The documentary film “A Long Night’s Journey into Day” follows four of the stories from South Africa’s Truth and Reconciliation Commission. The Commission, headed by Archbishop Desmond Tutu, looked to uncover the truth behind the atrocities carried out under Apartheid. If guilty parties came forward and spoke truthfully taking responsibility for the violence they had committed, they would be granted amnesty, but they needed to do so in public and before a tribunal. If the council felt they were being forthright, then they could go free and receive forgiveness. If not, or if they didn’t come forward at all but it was discovered that they had in fact been involved, they would face consequences. Both black South Africans and Afrikaners came forward to account for their past.

 

In one of the stories, we learn about a black South African named Thapelo Mbelo who directed an undercover operation for the government police, and with two others earned the trust of a group of angry black youths. Ultimately, these young men are set up by Mbelo in March of 1986, encouraged by him to raid the local police headquarters. They were killed before the raid took place while a school bus full of children look on. After their deaths, they became known as the Gugulethu 7.

 

The mothers of these young men endured ten years of misinformation and denial about the events leading up to their sons’ deaths. The film shows their immense anguish as they learn the truth. They hear how Mbelo oversaw the operation and provided their boys with weapons and the plan. We hear them retell how they learned of their sons’ deaths—on the evening news with their sons being called terrorists by the news reporters and that they were justly killed.

 

One of the mothers, after hearing Mbelo’s lengthy testimony, asks him in Xhosa—their shared language—how he could have done this. How could he have entrapped their sons? He looks down and unshed tears fill his eyes. He tells them that he is sorry. The he did do wrong. One of the mothers yells at him, saying that his apology will never bring back her son. And then, almost miraculously, there is a turn. “ Just a minute, my son,” another mother says to him. “Doesn’t the name Thapelo mean “prayer”? I see what your name means, and I don’t know whether you follow it or not. Speaking as Christopher’s mother, I forgive you, my child. Because you and Christopher are the same age. I forgive you my child, and the reason I say I forgive you is that my child will never wake up again. And it’s pointless for me to hold this wound against you. God will be the judge. We must forgive those who sin against us, even as we wish to be forgiven. So I forgive you, Thapelo. I want you to go home knowing the mothers are forgiving the evil you have done, and we feel compassion for you. … So for my part, I forgive you, my child. Yes, I forgive you. Go well my child.”

 

“Woman, behold your son.” “Behold your mother.” Immense pain encountered and endured on that first Good Friday so many years ago. Good Fridays are very much a part of our lives as much as I wish it weren’t so. I know many of you, like me, have experienced something—perhaps not involving your children but some painful event—that has you echoing Mary, “Don’t call me pleasant, call me bitter, for the Lord has dealt bitterly with me.” You look on as death enters in and you feel that there is nothing you can do.
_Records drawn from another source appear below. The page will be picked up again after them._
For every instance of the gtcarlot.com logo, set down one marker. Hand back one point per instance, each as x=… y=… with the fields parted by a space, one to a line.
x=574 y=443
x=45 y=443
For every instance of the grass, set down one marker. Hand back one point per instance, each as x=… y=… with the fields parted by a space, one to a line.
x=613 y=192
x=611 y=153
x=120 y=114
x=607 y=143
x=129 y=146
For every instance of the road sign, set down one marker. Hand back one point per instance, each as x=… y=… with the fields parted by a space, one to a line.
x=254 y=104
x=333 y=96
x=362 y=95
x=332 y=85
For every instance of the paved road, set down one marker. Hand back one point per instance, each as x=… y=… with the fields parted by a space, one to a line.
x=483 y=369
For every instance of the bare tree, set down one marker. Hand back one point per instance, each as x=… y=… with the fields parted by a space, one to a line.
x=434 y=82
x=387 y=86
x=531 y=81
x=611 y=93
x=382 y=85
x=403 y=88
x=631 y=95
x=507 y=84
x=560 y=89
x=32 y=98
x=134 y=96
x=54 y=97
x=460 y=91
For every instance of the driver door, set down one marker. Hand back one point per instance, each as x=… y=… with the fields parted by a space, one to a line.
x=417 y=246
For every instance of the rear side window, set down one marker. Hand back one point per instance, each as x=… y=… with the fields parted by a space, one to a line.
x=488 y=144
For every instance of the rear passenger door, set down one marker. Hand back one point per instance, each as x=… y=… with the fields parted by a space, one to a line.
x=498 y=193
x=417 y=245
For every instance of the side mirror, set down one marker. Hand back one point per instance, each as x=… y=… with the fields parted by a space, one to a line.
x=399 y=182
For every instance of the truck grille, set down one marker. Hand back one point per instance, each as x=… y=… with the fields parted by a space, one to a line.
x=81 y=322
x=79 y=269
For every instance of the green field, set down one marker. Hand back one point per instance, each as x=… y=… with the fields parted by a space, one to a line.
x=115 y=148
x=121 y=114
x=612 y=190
Emotions wash over you, and you are numb.

 

Jesus understands. He looks down from that cross wanting to take away the pain. And while hope and resurrection and new life will emerge, we are not there yet. At this point he can do nothing more than to make sure his mother is cared for now and into the future. He cannot take away her grief; he can only ensure that there is one to grieve with her.

 

And now he offers the same to us. To see one another in the midst of grief and to offer comfort. To recognize his deep love and care for each of us. To know that the overwhelming pain Mary endured ultimately provided healing and resurrection for us all. So we pray that we might see and know things which were cast down are being raised up, and things which had grown old are being made new, and that all things are being brought to their perfection by him through whom all things were made, even Christ our Lord. Amen.